To make a positive impact on the Asian carp invasive threat it will take efforts from U.S. Fish and Wildlife, U.S. Army Corps of Engineers, Tennessee Valley Authority, Kentucky Fish and Wildlife, Tennessee Wildlife Resources Agency, Anglers and others should rally and get onboard to curb this serious threat.
Asian Carp in Tennessee’s Waters
According to the Tennessee Wildlife Federation, the Asian carp invasion has taken over the Mississippi River system—and it has moved aggressively into the Tennessee and Cumberland River systems.
Angler Steve Cochan’s thoughts on Asian Carp:
“ Mike was nice talking with you the other day I’ll try an give you something not very good at this lol.
I am not a fish biologist just a bass angler on Ky. Lake. With my take on the invasive Asian Carp our bass fishing is the worst I’ve ever seen on this lake in close to 20yrs I’ve been fishing here.
I believe it’s the struggle the bass are having finding food an trying to compete against these annoying carp. Not to mention how they jump out of the water is dangerous to boaters,skiers swimmers,children on tubes being pulled behind boats.
I fished with my buddy Dennis Hollis in the Triton Owners this past weekend and it was the hardest time weve had on this lake. We caught 115
inch bass in two days an we caught over 20 bass all but 1 were short I almost got hit in the face by a carp that looked like a 15 lb fish. Our one bass weighed 1.88 an we beat 93 boats that’s pretty bad for Kentucky Lake, 90 boats didnt catch a single keeper in two days.
Mike i hope some of this helps your cause keep up the good work an stay safe”
~ Steve Cochran- Paris Landing, Tennessee
Take a moment to tell your legislators you’re worried about damages caused by Asian carp and the urgent need for funding and efforts to stop the threats they pose to people, native fish, and habitats.
Fighting Back Against Invasive Carp
Asian carp include four invasive species—silver, bighead, grass, and black carp—that were brought to the United States in the 1970s to help maintain ponds used for aquaculture. Floods and transport by people spread the fish to our reservoirs, lakes, and river systems. The species very rapidly spread on its own and inadvertently by anglers mistaking them for bait fish.
Asian carp reproduce quickly, have no natural predators, devour food sources native fish need, and devastate habitats. Asian carp, which can grow up to 100 pounds, also threaten boaters’ safety. Silver carp are known to jump when disturbed by boats, striking passengers and causing serious injuries.
If left unaddressed, Asian carp will continue to spread throughout our waterways. As the species’ range expands, so will their destruction of native aquatic wildlife–from endangered muscles to bass and other sport fish. Asian carp degrade the quality of waters, making them less attractive to the anglers that help fuel countless local economies across the state. And as anglers stop buying licenses, the state wildlife agency loses critical funding for wildlife conservation of all types. Recreational boaters are also driven away by the threat of jumping silver carp, further damaging local economies.

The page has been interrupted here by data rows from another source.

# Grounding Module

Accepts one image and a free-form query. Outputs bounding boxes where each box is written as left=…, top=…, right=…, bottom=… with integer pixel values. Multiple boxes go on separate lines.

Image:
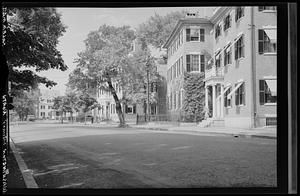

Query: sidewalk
left=131, top=123, right=277, bottom=139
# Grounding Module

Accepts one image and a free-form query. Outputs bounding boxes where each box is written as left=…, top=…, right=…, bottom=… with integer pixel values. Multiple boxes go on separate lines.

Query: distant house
left=36, top=89, right=60, bottom=119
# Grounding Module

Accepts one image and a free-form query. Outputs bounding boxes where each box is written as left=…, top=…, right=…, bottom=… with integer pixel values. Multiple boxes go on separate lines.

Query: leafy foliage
left=69, top=25, right=135, bottom=125
left=138, top=11, right=187, bottom=48
left=13, top=89, right=40, bottom=121
left=3, top=7, right=67, bottom=89
left=183, top=72, right=205, bottom=122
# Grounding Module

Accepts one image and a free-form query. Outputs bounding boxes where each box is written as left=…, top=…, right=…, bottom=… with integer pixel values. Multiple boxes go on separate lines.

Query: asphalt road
left=11, top=124, right=277, bottom=189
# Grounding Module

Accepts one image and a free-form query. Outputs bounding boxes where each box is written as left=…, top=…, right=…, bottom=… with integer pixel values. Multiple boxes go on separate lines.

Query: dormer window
left=215, top=24, right=221, bottom=38
left=235, top=7, right=244, bottom=21
left=224, top=14, right=231, bottom=31
left=186, top=28, right=200, bottom=42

Elected officials at the state and federal levels have collaborated with Tennessee Wildlife Federation to help shape and pass bills and budget requests. And Tennessee Wildlife Resources Agency has devoted resources to studying and monitoring Asian carp, as well as testing barriers.
But a greater response is needed from all sectors to meet this challenge. We must continue to ask our state and federal leaders to provide the tools and increased funding needed to remove Asian carp from our waters and prevent them spreading. Individuals can also take the Stop Asian Carp Pledge to do their part to report and slow down this damaging invasive species.